The Luxembourg Centre for Systems Biomedicine (LCSB) of the University of Luxembourg  is accelerating biomedical research by closing the link between systems biology and medical research. Collaboration between biologists, medical doctors, computer scientists, physicists, engineers and mathematicians is offering new insights in complex systems like cells, organs, and organisms. These insights are essential for understanding principal mechanisms of disease pathogenesis and for developing new tools in diagnostics and therapy.

The LCSB combines experimental and computational approaches to analyse complex biological systems and disease processes with a strong focus on neuropathology including neurodegeneration and epilepsy. The overarching strategy of the interdisciplinary research centre is to combine systematically experimental and theoretical approaches to develop mechanistic disease models.
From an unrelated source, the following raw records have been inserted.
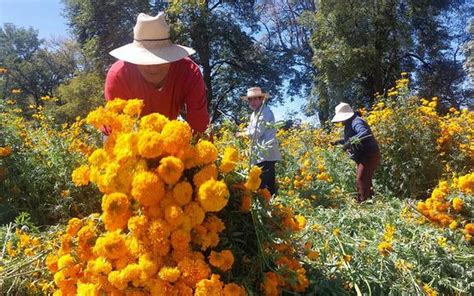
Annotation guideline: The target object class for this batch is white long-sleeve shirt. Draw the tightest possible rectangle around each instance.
[247,104,281,165]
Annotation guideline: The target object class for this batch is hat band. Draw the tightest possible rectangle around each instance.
[133,38,173,48]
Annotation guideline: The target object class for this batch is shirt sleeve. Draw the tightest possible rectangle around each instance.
[184,66,209,133]
[104,69,125,101]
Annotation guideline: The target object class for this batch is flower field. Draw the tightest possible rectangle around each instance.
[0,77,474,295]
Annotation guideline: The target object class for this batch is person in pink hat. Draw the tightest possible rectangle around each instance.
[331,103,381,202]
[104,12,209,134]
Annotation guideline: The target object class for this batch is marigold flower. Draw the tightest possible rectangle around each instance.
[224,283,248,296]
[158,266,181,283]
[209,250,234,271]
[193,164,218,188]
[157,156,184,185]
[198,179,229,212]
[140,113,169,133]
[173,181,193,206]
[219,147,239,173]
[377,241,393,256]
[0,146,12,157]
[194,274,224,296]
[123,99,145,117]
[131,171,165,206]
[71,165,89,186]
[161,120,192,155]
[195,140,217,165]
[102,192,132,231]
[245,166,262,191]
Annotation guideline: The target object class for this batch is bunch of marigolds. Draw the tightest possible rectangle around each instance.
[46,99,308,295]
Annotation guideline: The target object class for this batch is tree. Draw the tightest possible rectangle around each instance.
[0,23,77,105]
[311,0,465,121]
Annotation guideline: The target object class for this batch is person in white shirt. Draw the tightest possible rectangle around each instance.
[241,87,281,195]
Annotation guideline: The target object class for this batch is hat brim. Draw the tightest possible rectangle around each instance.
[331,112,354,122]
[240,93,270,101]
[110,43,196,65]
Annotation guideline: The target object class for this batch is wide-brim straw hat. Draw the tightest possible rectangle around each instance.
[110,12,196,65]
[331,103,354,122]
[240,86,269,100]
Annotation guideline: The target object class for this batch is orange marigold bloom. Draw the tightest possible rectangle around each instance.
[198,179,229,212]
[224,283,247,296]
[138,130,163,158]
[66,218,82,236]
[131,171,165,206]
[94,230,128,259]
[157,156,184,185]
[158,266,181,283]
[161,120,192,155]
[193,164,218,187]
[102,192,132,231]
[219,147,239,173]
[140,113,169,133]
[0,146,12,157]
[195,140,217,165]
[71,165,89,186]
[209,250,234,271]
[173,181,193,206]
[194,274,224,296]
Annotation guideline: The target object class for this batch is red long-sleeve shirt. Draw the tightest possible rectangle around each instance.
[105,58,209,132]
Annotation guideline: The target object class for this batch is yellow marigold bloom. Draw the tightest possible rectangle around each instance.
[66,218,82,236]
[138,130,163,158]
[105,98,127,113]
[224,283,248,296]
[158,266,181,283]
[193,164,218,188]
[165,204,183,227]
[245,166,262,191]
[377,241,393,256]
[157,156,184,185]
[140,113,169,133]
[173,181,193,206]
[0,146,12,157]
[262,271,280,296]
[452,197,464,212]
[219,147,239,173]
[209,250,234,271]
[464,223,474,235]
[198,179,229,212]
[423,284,438,296]
[131,171,165,206]
[77,281,100,296]
[94,230,128,259]
[114,133,138,165]
[102,192,132,231]
[86,257,112,276]
[161,120,192,155]
[458,173,474,193]
[184,202,205,226]
[194,274,224,296]
[171,229,191,250]
[71,165,89,186]
[178,257,211,287]
[195,140,217,165]
[123,99,145,117]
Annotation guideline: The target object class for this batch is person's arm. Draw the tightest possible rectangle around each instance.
[184,67,209,133]
[248,109,275,139]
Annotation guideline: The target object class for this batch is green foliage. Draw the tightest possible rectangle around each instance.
[48,72,104,123]
[0,102,99,224]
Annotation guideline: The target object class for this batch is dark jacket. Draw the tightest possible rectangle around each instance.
[344,114,379,162]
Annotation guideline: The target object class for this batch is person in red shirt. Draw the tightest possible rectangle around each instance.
[104,12,209,134]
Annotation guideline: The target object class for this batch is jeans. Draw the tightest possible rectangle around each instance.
[257,161,277,195]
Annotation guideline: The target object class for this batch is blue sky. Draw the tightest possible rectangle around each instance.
[0,0,315,123]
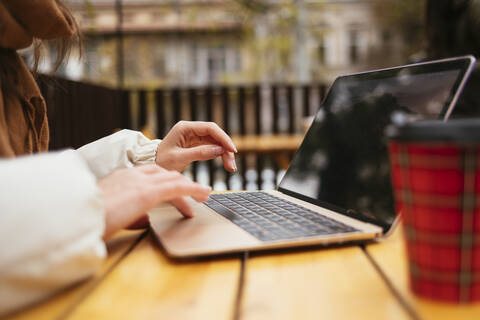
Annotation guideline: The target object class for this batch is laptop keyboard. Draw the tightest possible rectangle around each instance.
[205,191,358,241]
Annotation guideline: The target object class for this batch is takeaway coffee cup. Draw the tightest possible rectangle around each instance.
[387,120,480,303]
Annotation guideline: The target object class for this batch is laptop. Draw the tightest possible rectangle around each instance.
[149,56,475,258]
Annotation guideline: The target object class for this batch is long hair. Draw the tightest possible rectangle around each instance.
[0,0,83,99]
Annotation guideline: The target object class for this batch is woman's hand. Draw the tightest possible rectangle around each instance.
[98,165,211,239]
[155,121,237,172]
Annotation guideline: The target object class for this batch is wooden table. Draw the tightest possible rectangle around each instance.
[6,225,480,319]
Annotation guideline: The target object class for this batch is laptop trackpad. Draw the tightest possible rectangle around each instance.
[148,200,260,257]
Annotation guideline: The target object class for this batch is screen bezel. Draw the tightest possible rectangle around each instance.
[277,55,476,235]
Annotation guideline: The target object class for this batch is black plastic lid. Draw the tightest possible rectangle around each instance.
[386,119,480,142]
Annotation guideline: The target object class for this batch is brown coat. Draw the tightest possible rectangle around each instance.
[0,0,73,158]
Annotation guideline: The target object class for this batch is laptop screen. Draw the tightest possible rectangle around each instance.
[279,57,474,231]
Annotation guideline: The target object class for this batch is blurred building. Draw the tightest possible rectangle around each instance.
[47,0,403,87]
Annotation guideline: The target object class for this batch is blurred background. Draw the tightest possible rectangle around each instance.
[22,0,480,190]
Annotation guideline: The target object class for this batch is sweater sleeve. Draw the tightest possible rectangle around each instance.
[0,150,106,316]
[77,129,160,179]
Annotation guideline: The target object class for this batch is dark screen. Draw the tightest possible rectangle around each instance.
[279,60,470,230]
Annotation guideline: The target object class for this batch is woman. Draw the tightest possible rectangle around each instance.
[0,0,236,316]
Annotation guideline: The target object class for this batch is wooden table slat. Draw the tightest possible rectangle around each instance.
[7,230,143,320]
[241,246,408,320]
[68,232,241,320]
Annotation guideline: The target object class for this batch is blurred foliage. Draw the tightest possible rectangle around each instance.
[372,0,427,57]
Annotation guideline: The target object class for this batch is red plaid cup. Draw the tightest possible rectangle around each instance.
[388,120,480,303]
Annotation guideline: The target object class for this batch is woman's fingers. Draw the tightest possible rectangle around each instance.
[181,144,225,162]
[170,198,195,218]
[151,171,212,203]
[222,152,237,172]
[180,121,237,152]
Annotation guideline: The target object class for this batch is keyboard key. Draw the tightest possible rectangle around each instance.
[206,192,357,241]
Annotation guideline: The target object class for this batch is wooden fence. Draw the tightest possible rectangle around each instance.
[40,76,326,189]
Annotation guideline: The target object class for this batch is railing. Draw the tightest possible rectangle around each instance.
[40,76,326,189]
[37,75,130,150]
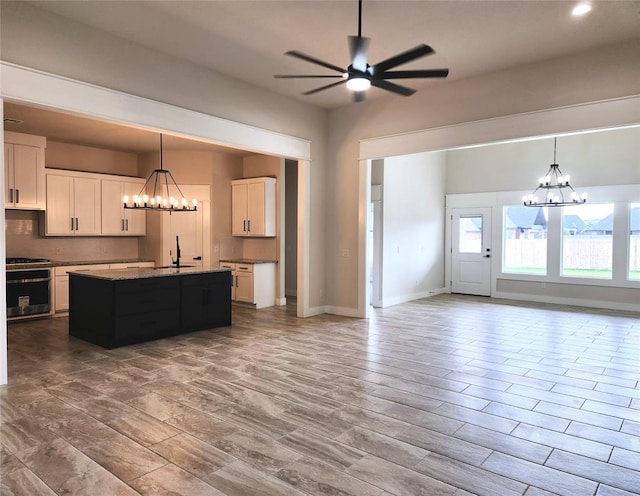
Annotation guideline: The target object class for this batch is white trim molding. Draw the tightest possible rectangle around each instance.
[0,61,311,160]
[359,96,640,160]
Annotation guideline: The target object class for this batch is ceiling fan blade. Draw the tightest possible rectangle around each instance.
[372,44,434,74]
[302,79,347,95]
[371,79,416,96]
[376,69,449,79]
[273,74,344,79]
[353,91,367,102]
[285,50,346,73]
[349,36,371,72]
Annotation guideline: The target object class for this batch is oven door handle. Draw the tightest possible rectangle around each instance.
[7,277,51,284]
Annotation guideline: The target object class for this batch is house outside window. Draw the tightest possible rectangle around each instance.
[502,207,548,275]
[628,203,640,281]
[561,203,613,279]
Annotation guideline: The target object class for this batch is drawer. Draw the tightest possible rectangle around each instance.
[115,277,180,316]
[182,272,231,288]
[236,264,253,272]
[53,264,109,276]
[109,262,155,269]
[114,309,180,346]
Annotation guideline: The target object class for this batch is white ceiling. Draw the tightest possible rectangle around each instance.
[25,0,640,108]
[5,0,640,153]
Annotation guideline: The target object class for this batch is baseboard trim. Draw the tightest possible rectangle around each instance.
[381,288,447,308]
[491,293,640,312]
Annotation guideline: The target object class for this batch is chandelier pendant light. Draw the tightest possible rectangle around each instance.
[122,134,198,212]
[522,138,587,207]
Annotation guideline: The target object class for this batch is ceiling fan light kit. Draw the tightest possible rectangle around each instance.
[274,0,449,102]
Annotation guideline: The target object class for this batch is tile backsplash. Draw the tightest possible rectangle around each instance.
[5,210,138,261]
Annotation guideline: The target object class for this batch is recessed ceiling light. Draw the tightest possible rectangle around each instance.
[571,2,592,17]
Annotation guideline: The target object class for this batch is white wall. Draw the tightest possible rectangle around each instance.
[382,152,446,306]
[445,127,640,311]
[326,40,640,309]
[447,128,640,194]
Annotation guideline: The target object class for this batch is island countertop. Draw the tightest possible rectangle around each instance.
[70,267,230,281]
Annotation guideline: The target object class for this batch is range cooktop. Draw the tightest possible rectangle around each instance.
[6,257,51,265]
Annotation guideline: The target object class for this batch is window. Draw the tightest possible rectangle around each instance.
[561,204,613,279]
[629,203,640,281]
[502,207,548,275]
[458,215,482,253]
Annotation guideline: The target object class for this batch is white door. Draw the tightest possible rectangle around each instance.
[451,208,491,296]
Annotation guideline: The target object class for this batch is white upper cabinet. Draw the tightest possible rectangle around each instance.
[45,171,101,236]
[101,178,147,236]
[44,169,146,236]
[4,131,46,210]
[231,177,276,237]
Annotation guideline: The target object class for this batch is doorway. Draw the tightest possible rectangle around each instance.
[367,184,383,308]
[451,208,491,296]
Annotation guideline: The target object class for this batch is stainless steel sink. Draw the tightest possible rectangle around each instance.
[153,264,195,270]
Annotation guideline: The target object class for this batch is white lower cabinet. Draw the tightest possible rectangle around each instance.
[220,262,276,308]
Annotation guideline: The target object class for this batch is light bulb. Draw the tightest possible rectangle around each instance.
[347,77,371,91]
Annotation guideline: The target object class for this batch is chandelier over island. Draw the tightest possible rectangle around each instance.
[522,138,587,207]
[122,134,198,212]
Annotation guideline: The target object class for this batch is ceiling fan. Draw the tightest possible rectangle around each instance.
[274,0,449,102]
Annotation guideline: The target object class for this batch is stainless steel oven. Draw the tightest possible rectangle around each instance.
[6,258,51,319]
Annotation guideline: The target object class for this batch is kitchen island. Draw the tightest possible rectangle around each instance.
[69,267,231,348]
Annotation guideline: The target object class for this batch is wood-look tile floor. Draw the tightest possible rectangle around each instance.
[0,295,640,496]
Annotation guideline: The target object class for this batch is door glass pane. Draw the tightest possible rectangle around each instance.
[458,215,482,254]
[502,207,548,275]
[562,203,613,279]
[629,203,640,281]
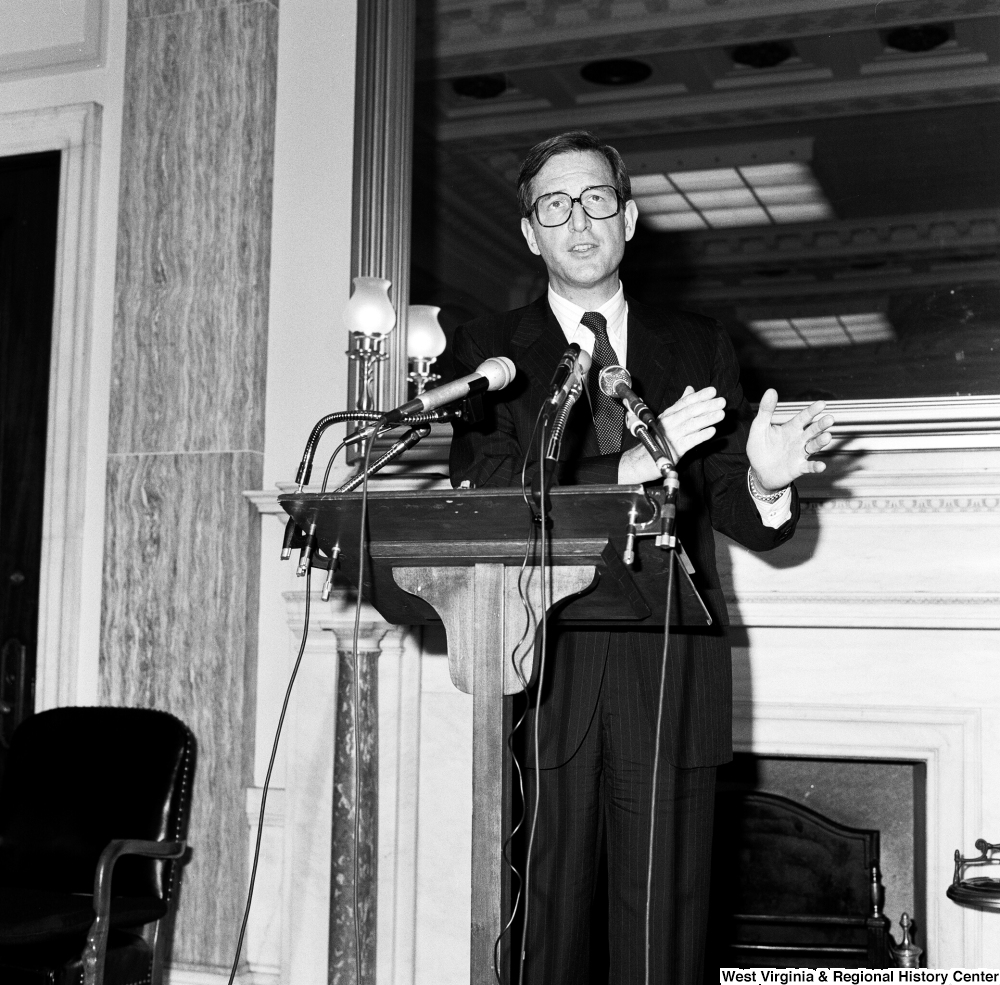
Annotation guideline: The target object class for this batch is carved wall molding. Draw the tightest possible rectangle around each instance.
[726,592,1000,629]
[348,0,416,407]
[436,66,1000,143]
[802,496,1000,522]
[418,0,995,68]
[0,0,106,82]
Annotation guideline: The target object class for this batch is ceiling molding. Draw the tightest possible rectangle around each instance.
[684,260,1000,306]
[417,0,996,70]
[687,209,1000,276]
[435,66,1000,142]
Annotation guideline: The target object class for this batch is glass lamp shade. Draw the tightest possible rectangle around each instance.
[344,277,396,338]
[406,304,447,360]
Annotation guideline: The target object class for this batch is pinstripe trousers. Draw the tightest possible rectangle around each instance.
[511,630,715,985]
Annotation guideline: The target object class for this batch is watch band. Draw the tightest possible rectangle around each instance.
[747,465,788,503]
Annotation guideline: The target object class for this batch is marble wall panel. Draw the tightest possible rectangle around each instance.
[110,2,278,453]
[100,452,263,966]
[128,0,278,19]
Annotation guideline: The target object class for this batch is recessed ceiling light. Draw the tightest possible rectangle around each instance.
[882,24,955,55]
[451,75,507,99]
[580,58,653,85]
[632,161,833,232]
[729,41,795,68]
[747,312,896,349]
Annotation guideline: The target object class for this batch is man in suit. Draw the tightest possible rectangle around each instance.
[451,131,833,985]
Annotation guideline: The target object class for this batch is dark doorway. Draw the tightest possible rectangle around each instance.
[0,151,60,767]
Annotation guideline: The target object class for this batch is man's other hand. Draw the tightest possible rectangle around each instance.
[618,386,726,485]
[747,390,833,495]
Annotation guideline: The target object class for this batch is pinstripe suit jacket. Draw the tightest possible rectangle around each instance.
[451,296,799,767]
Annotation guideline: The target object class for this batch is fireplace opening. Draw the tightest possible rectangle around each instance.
[718,753,933,960]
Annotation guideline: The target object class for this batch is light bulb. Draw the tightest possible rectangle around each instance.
[344,277,396,337]
[406,304,448,359]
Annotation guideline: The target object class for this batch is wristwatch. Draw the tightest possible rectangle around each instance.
[747,465,788,503]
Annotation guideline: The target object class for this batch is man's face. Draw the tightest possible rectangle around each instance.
[521,151,637,307]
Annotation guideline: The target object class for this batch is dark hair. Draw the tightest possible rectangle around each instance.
[517,130,632,218]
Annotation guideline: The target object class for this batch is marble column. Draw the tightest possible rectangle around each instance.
[100,0,278,974]
[329,616,391,985]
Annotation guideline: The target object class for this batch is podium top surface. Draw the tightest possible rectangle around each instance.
[278,485,712,626]
[278,485,653,564]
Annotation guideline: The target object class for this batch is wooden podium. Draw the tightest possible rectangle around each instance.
[279,486,710,985]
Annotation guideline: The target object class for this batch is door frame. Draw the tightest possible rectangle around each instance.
[0,102,101,711]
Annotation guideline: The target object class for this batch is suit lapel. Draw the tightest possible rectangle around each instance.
[626,299,680,414]
[510,295,566,393]
[510,295,600,460]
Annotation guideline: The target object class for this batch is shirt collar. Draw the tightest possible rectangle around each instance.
[549,281,628,356]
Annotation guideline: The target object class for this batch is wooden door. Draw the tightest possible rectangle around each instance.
[0,151,60,763]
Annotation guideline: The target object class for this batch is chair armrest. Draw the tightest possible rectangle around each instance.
[83,838,187,985]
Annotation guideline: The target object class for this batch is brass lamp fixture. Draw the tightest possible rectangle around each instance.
[343,277,396,444]
[406,304,447,397]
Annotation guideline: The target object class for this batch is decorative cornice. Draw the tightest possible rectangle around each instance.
[660,209,1000,270]
[418,0,996,68]
[726,592,1000,629]
[437,66,1000,143]
[802,496,1000,520]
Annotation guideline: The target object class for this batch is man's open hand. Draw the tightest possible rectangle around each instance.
[747,390,833,495]
[618,386,726,484]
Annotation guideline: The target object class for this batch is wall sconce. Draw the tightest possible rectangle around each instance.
[406,304,448,398]
[344,277,396,436]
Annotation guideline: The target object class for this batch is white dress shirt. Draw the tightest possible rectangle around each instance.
[549,281,792,530]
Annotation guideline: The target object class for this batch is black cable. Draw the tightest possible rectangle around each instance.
[229,568,312,985]
[319,438,350,493]
[646,547,677,985]
[493,520,536,985]
[351,425,379,983]
[518,425,549,983]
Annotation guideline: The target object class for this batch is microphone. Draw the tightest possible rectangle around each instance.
[599,366,670,472]
[547,342,591,415]
[383,356,517,424]
[625,410,673,478]
[599,366,659,435]
[549,342,580,407]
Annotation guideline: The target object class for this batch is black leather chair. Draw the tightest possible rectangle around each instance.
[705,791,892,968]
[0,708,195,985]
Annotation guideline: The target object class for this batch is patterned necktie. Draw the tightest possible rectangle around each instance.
[580,311,625,455]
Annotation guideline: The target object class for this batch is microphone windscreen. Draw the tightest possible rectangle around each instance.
[476,356,517,390]
[598,366,632,397]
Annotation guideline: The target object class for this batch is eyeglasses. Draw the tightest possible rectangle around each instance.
[532,185,621,226]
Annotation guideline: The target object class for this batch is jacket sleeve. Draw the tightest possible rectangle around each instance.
[702,326,799,551]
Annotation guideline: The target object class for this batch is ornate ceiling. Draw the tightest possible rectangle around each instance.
[413,0,1000,396]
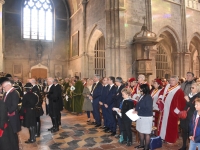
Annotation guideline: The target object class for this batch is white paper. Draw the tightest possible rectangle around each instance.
[117,112,122,117]
[65,95,69,101]
[174,107,180,114]
[132,94,140,101]
[126,109,140,121]
[113,107,119,112]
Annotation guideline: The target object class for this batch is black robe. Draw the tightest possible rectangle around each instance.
[3,88,21,133]
[31,85,44,117]
[47,85,60,117]
[22,92,39,128]
[0,100,19,150]
[55,84,64,111]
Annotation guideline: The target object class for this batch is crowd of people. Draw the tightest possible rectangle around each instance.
[64,72,200,150]
[0,72,200,150]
More information can be found on the LCSB website.

The organisers

Balling1_2009_DHans

Prof. Rudi Balling

Prof. Rudi Balling is the Director of the Luxembourg Centre for Systems Biomedicine in Luxembourg. He studied nutrition at the Universities of Bonn and Washington State University, USA and received his PhD in Human Nutrition from the University of Aachen, Germany. After completing research posts at the Samuel Lunenfeld Research Institute in Toronto, Göttingen and Freiburg, he became Director of the Institute of Mammalian Genetics at the GSF in Munich (1993-2000) and of the Helmholtz Centre of Infection Research in Braunschweig (2001-2009). During this time Rudi Balling has coordinated the German Human Genome Project (1996-2000), the European ESFRI-Project EATRIS (European Advanced Translational Medicine Research Infrastructure) (2008-2010) and the Bill & Melinda Gates Grand Challenges Consortium on the development of Vaccine Animal Models (2005-2009). In 2009, he founded the Luxembourg Centre for Systems Biomedicine (LCSB), an interdisciplinary Research Centre at the University of Luxembourg dedicated to the analysis of neurodegenerative diseases through computational and system biology oriented approaches. Rudi Balling is member of several Scientific Advisory Boards, amongst others the Excellence Cluster „Inflammation at Interfaces” at the University of Kiel (since 2013, elected chairman since 2014), the RIKEN Center for Integrative Medical Sciences Advisory Council (since 2013) and the Institute of Molecular Genetics (IMG), Academy of Sciences of the Czech Republic (since 2013). Since 2015, he coordinates the National Centre of Excellence in Research on Parkinson’s Disease.

Alex Skupin

Dr. Alexander Skupin

Alexander Skupin studied physics at the Humboldt University in Berlin and graduated in 2004 under supervision of Lutz Schimansky-Geier with work on noise-induced effects in neuronal networks. In 2008, he obtained his PhD in theoretical biophysics at the Humboldt University for his interdisciplinary work on calcium signaling with Martin Falcke. After his first postdoc focusing on metabolism with Oliver Ebenhöh at the Max-Planck Institute for Molecular Plant Physiology in Potsdam, he spent 2 years at the Institute for Systems Biology in Seattle (USA) where he continued his interdisciplinary work with Aimee Dudley on Systems Genetics, with Sui Huang on cell fate dynamics and with David Galas on information flow in biological systems. In 2014, he started his interdisciplinary “Integrative Cell Signalling” research group at the Luxembourg Centre for Systems Biomedicine where his team combines microscopy and single cell analysis techniques with theoretical concepts from physics to investigate principles of living matter and their implications for health and disease. He is also heading the LCSB imaging platform and is co-coordinator of the CriTICS DTU.